When we feel anxious, stressed or depressed our breath is very shallow.

It is not healthy for our physiology. And we can become locked in this state.

To shift from these states we need to focus on our breathing. Allow the breath to be in control.

The power of breath

One of my most memorable experiences of the power of breath comes from a time when I worked on cruise ships. All staff and passengers were assigned muster stations in case of emergency, and we were doing a drill. One of the passengers in my station began having an anxiety attack, and he didn’t have his medication with him.

I drew him aside and had him sit down. Then I took his hands, had him look into my eyes and follow my instructions on breathing. We counted a slow and even deep inhale and exhale. Within seconds he began to calm down, and after a few minutes he felt relaxed. I think I was as relieved as he was that it worked.

Breathing techniques

Drawing in deep breath, using the full capacity of our lungs, is the starting point. There are numerous breathing techniques (pranayama) that we can use to more specifically influence our mind. I teach some of these in my courses and classes.

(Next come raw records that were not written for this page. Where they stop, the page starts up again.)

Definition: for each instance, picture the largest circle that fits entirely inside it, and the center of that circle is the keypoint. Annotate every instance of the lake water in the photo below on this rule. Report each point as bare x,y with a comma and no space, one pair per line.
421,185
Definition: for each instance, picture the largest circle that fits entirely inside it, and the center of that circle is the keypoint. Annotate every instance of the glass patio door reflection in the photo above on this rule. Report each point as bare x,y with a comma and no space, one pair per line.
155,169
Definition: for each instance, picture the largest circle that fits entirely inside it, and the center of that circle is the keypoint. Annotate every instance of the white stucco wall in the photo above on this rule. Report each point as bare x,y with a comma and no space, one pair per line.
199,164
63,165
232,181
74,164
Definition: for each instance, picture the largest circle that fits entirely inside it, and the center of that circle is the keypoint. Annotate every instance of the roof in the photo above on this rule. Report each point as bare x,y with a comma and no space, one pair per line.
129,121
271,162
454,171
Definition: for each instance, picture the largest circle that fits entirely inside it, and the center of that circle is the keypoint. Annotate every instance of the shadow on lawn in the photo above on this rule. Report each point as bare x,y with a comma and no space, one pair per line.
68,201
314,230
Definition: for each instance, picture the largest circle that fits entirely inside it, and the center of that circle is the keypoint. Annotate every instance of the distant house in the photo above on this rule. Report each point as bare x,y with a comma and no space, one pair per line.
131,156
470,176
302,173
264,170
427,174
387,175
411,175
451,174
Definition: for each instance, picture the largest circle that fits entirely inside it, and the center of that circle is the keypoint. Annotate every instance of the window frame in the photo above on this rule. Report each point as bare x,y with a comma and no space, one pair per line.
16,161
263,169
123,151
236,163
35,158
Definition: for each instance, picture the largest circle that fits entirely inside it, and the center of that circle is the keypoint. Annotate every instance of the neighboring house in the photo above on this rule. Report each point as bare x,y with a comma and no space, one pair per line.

Pause where you are now. What is the quality of your breath? And what is the state of your mind?

As always, I’d love to hear your experiences and observations of the mind-breath relationship.

2 thoughts on “Where do you want to go?

  1. Hi Wendy
    When the pandemic began and South Africa made mask-wearing mandatory, I struggled to wear them. It gave me anxiety and I had panic attacks. My breathing became rapid and I felt like I was going to suffocate. This was also partly because of suffering from a pulmonary embolism in 2018 that had left me with a similar feeling…not being able to breathe.

    Talking myself through the attack definitely helped. I would take long deep breaths and tell myself to be calm. Every now again I do feel slightly overwhelmed but consciously working through it means that they don’t happen very often. It is amazing what our minds are capable of doing, isn’t it?

    I hope you are safe and well

    1. Dear Leigh, I am mortified to have missed your comment! Somehow I only saw it today. I’m so sorry for taking ages to respond. 😯 I really try to be careful about how I communicate.

      It must be terrifying not to be able to breath. Personally, I have never had that experience. But I can relate to your struggle with wearing a mask. Its totally unnatural to block off our air passages. A while back I bought a mask specifically for air pollution, which gets very bad here at certain times of the year. But after trying it on a hike I came home and cried instead! It was awful. I couldn’t breath properly and wasn’t enjoying the hike at all.

      In some ways I am glad that everyone has experienced how terrible it is to wear a mask. And these ones aren’t even effective against air pollution. The good ones are much harder to breath through. So we are far less likely to embrace the idea of wearing anti-pollution masks as a longterm solution.

      I really appreciate you sharing your experience of how conscious breath and thinking helped you to work through that crisis. Once we experience that something works it also gives us more confidence in the tools and techniques we use. And I think they also work quicker because we are more easily able to enter a desired altered state, and perhaps even stop ourselves from tipping into an undesirable one.